Working with design and engineering, we ensured the solution met accessibility and responsive design requirements, including contrast overlays and focal-point cropping. This made compromise possible, reduced reputational risk, and allowed the work to launch.
Context
The splash page for the Prime Minister of Canada is one of the most visible surfaces in the federal government. Even small changes carry reputational risk and require alignment across multiple senior stakeholders. It also has a representational role for the public, helping ensure Canadians feel seen and included in how their Prime Minister represents the country’s leadership.
When I joined the team, the work had already been stalled for months. The team was trying to select a single hero image, but no option felt broadly acceptable or “safe” enough to move forward.
My role
Web Team Lead, acting as Product Manager.

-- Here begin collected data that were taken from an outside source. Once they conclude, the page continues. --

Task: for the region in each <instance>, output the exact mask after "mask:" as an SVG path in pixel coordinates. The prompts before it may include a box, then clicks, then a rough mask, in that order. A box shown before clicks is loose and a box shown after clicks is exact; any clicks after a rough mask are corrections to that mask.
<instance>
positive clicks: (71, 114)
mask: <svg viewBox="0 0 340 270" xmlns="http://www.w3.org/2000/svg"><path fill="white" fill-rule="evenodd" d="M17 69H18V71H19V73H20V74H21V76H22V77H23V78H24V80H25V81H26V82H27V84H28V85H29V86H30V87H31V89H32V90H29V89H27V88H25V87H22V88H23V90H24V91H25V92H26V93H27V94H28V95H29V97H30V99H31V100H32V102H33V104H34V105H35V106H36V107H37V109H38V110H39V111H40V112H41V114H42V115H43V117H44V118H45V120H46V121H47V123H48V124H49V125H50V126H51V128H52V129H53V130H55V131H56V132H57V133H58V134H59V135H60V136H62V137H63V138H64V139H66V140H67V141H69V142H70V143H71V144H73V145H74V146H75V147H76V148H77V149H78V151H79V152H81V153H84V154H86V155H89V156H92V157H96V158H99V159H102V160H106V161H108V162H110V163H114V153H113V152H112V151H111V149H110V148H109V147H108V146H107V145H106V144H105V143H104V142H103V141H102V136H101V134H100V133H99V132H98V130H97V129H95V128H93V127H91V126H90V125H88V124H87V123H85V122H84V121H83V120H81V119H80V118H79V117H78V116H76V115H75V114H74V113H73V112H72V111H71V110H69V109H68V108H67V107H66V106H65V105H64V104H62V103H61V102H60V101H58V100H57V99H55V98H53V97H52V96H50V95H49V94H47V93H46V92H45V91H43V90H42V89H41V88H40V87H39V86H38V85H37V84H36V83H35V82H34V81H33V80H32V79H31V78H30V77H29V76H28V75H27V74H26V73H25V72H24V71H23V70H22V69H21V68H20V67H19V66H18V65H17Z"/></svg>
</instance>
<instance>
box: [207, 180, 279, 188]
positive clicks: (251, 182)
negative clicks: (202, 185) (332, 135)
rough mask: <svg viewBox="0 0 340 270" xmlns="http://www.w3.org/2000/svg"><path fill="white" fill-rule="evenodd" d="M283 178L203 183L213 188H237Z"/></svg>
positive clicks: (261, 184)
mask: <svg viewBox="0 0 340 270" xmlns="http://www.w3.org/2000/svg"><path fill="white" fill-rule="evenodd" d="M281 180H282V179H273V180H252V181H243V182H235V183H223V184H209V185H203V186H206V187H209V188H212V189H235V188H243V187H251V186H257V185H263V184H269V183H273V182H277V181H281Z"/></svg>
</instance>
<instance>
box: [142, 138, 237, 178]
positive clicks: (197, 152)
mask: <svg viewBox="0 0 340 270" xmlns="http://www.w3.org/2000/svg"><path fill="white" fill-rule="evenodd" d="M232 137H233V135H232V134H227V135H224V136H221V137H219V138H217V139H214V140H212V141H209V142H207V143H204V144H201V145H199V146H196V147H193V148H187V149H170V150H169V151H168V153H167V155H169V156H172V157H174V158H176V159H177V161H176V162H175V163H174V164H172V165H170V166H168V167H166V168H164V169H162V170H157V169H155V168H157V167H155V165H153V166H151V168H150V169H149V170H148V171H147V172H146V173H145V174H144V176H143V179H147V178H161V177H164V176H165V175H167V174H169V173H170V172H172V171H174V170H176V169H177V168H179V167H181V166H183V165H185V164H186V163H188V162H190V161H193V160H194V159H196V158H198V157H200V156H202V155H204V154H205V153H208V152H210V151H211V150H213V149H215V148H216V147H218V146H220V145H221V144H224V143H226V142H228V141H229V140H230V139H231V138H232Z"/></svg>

I worked across design, engineering, and political stakeholders to unblock delivery and move the work to launch.
What was blocking the work
High visibility and political sensitivity
Conflicting stakeholder preferences for imagery
Low tolerance for perceived missteps
Assumption that only one image could be used

This created repeated deadlock, as every option introduced tradeoffs that prevented consensus.
Insight
The team wasn’t stuck because the decision was complex, but because they hadn’t identified a viable alternative that could satisfy multiple requirements at once.
Given the Prime Minister’s role and the representational expectations of the page, no single image could fully satisfy all stakeholders or reflect the breadth and diversity required.
Once that became clear, the opportunity shifted from forcing consensus on one option to expanding what was possible within the system.
Solution
I proposed replacing the single-image decision with a curated set of approved images that rotate on page refresh.
This shifted the decision from:
“Which one image best represents the Prime Minister?”
to
“Which set of images adequately reflects the breadth and diversity of the Prime Minister’s role?”
I worked with the design team to ensure accessibility requirements were met, including a 33% black overlay to maintain text contrast for WCAG compliance.
Working with engineering, we implemented responsive focal-point handling so images remained properly centred across devices.
I also worked with political and communications stakeholders to define a set of images that reflected both institutional needs and the breadth and diversity required for public representation.
Outcome
The project moved from months of stalled discussion to launch
Stakeholder alignment improved by reducing perceived risk
The solution was simple to maintain and required no ongoing operational overhead
The final experience better reflected the breadth of the role and its public context
Reflection
This reinforced for me that many design problems are actually constraint and decision problems.
When a team is stuck, expanding the solution space—rather than optimizing within an assumed constraint—can be what enables progress.